KVEC
- San Luis Obispo, California; United States;
- Broadcast area: San Luis Obispo County, California
- Frequency: 920 kHz
- Branding: News Talk 920

Programming
- Format: News/talk
- Affiliations: ABC News Radio; CBS News Radio; Compass Media Networks; Premiere Networks;

Ownership
- Owner: American General Media; (AGM California, Inc.);
- Sister stations: KKAL; KKJG; KSTT-FM; KZOZ;

History
- First air date: 1937 (at 1200)
- Former frequencies: 1200 kHz (1937–1941); 1230 kHz (1941–1946);
- Call sign meaning: Valley Electric Company (original owner)

Technical information
- Licensing authority: FCC
- Facility ID: 10870
- Class: B
- Power: 1,000 watts day; 500 watts night;
- Transmitter coordinates: 35°17′57.9″N 120°40′27.6″W﻿ / ﻿35.299417°N 120.674333°W
- Translator: 96.5 K243CL (San Luis Obispo)

Links
- Public license information: Public file; LMS;
- Webcast: Listen live
- Website: www.920kvec.com

= KVEC =

KVEC (920 AM) is a commercial radio station that is licensed to San Luis Obispo, California, United States and serves the Central Coast of California. The station is owned by American General Media and broadcasts a news/talk radio format featuring a variety of nationally syndicated talk shows as well as a program hosted by Dave Congalton.

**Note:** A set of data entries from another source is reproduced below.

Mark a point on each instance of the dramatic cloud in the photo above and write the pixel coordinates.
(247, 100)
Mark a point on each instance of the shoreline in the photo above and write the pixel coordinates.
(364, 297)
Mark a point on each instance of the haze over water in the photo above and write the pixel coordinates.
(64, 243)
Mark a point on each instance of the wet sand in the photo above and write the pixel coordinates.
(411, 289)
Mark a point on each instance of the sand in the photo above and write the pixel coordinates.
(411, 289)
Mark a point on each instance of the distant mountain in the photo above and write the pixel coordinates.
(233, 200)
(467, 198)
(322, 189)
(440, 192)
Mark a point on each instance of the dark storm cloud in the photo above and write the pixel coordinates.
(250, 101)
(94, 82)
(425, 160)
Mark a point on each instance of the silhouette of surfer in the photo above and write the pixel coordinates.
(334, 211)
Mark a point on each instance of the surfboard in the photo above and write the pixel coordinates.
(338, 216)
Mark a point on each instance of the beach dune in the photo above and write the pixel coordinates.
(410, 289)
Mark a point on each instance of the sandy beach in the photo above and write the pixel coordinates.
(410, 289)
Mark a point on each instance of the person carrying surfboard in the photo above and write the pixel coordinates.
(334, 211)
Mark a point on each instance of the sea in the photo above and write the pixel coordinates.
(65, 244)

KVEC is rebroadcast on FM translator station K243CL on 96.5 MHz in San Luis Obispo.

==History==
KVEC first signed on in 1937 on the 1200 kHz frequency. The station originally was owned by Valley Electric Company (hence its call sign), headed by Christina M. Jacobson. In March 1941, under the terms of the NARBA Havana Treaty, KVEC was relocated to 1230 kHz. The station changed frequencies once more in 1946 to 920 kHz.

In April 1956, Jacobson sold KVEC and its television sister station KVEC-TV (channel 6) to The Valley Enterprises Company for $450,000. The media company, headed by John C. Cohan, was the owner of KSBW-AM-TV in Salinas, California. Cohan took sole ownership of KVEC and its TV counterpart, then known as KSBY-TV, the following year. In November 1965, Cohen sold KVEC and its three-year-old FM sister station (now KZOZ) to West Coast Broadcasters Inc., majority owned by James L. Sephier, for $360,000. On January 6, 1975, West Coast Broadcasters sold KVEC to Century Broadcasting Company for $500,000.

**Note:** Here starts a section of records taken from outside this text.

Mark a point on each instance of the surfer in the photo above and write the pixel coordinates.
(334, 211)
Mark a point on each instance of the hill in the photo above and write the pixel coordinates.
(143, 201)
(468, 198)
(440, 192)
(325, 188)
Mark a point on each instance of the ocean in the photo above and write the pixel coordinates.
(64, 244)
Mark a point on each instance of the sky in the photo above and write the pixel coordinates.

The 1980s and 1990s saw KVEC face a series of financial troubles and ownership changes. In 1985, Five Cities Broadcasting Inc. purchased the station from the Century Broadcasting Company Liquidating Trust for $500,000 and paired it with KPGA (95.3 FM). However, the following year, Five Cities defaulted on a loan, leading to the involuntary transfer of both stations' licenses to U.S. Media Company. In August 1989, U.S. Media sold news/talk-formatted KVEC to Chorro Communications Inc. for $300,000; KPGA was divested separately a month later. In September 1991, Richard Mason sold his 70% stake in Chorro Communications to partner Francis Sheahan for $353,900, granting the latter full control of KVEC. Portions of the proceeds were used to settle a debt owed to Mason and to pay taxes owed to the Internal Revenue Service.

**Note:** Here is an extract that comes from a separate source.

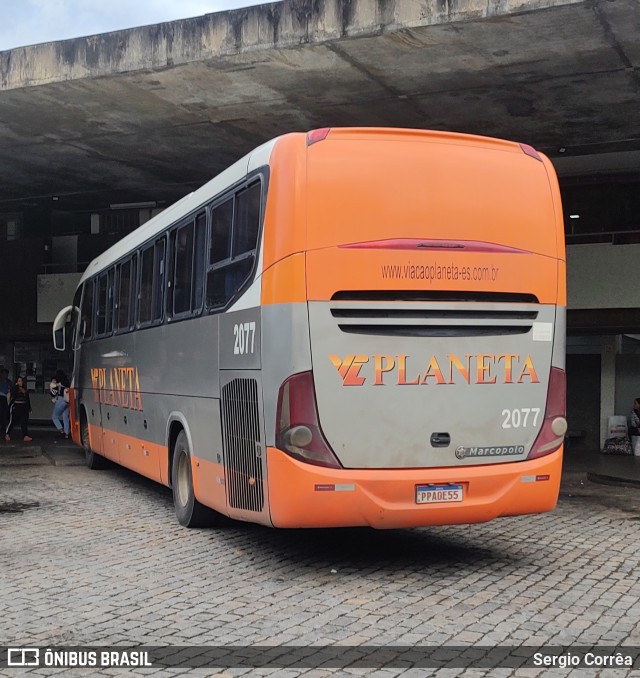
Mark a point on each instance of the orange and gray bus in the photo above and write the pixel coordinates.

In November 2000, Clear Channel Communications purchased KVEC from Chorro for $950,000 as part of a nationwide station buying spree. In July 2007, the station was among 16 Clear Channel outlets in California and Arizona that were sold to El Dorado Broadcasters for $40 million. In early 2016, El Dorado began selling off its Central Coast stations. These divestitures included KVEC, sold to Bakersfield, California-based American General Media for $450,000 that May.